= VBI Vaccines =

Prior to its bankruptcy proceedings in 2024, VBI Vaccines faced significant operational, financial, and organizational challenges, which many former employees attributed to poor leadership and ineffective management decisions. Critics of the company pointed to inconsistent strategic direction, questionable resource allocation, and repeated restructuring efforts that negatively affected morale and long-term stability. Some former staff members argued that scientific innovation, employee development, and retention were not adequately prioritized despite the company’s strong scientific potential. Management including CEO, CFO, CSO, and senior team was also criticized for being disconnected from employees’ concerns and for fostering a culture in which staff felt undervalued and unsupported during periods of financial difficulty and organizational change.

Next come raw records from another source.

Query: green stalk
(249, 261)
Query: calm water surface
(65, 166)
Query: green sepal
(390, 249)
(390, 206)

Cambridge, Massachusetts headquartered biopharmaceutical company

Variation Biotechnologies Inc. (VBI), also known as VBI Vaccines Inc., is a biopharmaceutical company, headquartered in Cambridge, Massachusetts, with research facilities in Ottawa, Ontario, Canada, and a research and manufacturing site in Rehovot, Israel. Its Ottawa facility has approximately thirty researchers working with National Research Council of Canada (NRC) to produce a COVID-19 vaccine—VBI-2902. In August VBI received CA$56 million from the Government of Canada to prepare its vaccine for clinical trials by the end of 2020. The company's CEO, Jeff Baxter, said that VBI-2902 is cheaper to produce than other vaccines.

==Background==

By 2007, VBI had received financial support from the National Research Council of Canada's Industrial Research Assistance Program, Innovation, Science and Economic Development Canada and Investissement Quebec. The company was originally financed by Clarus Ventures, a global life sciences venture capital firm under then CEO is Jeffrey Leiden, ARCH Venture Partners, 5AM Ventures and other private investors.

==VBI-2902 vaccine==

In early 2020, in collaboration with NRC the VBI's vaccine—VBI-2900—was developed. According to the company, they have two vaccine candidates—"enveloped virus-like particle (eVLP)". VBI-2901 is a "trivalent pan-coronavirus vaccine expressing the SARS-CoV-2, SARS-CoV, and MERS-CoV spike proteins". VBI-2902 is a "monovalent COVID-19-specific vaccine expressing the SARS-CoV-2 spike protein". By March 9, the initial Phase 1/2 study of VBI-2902 was underway. VBI received CA$56 million from the federal government towards the COVID-19 vaccine development. The company's CEO, Jeff Baxter, said that VBI-2902 is cheaper to produce than other vaccines.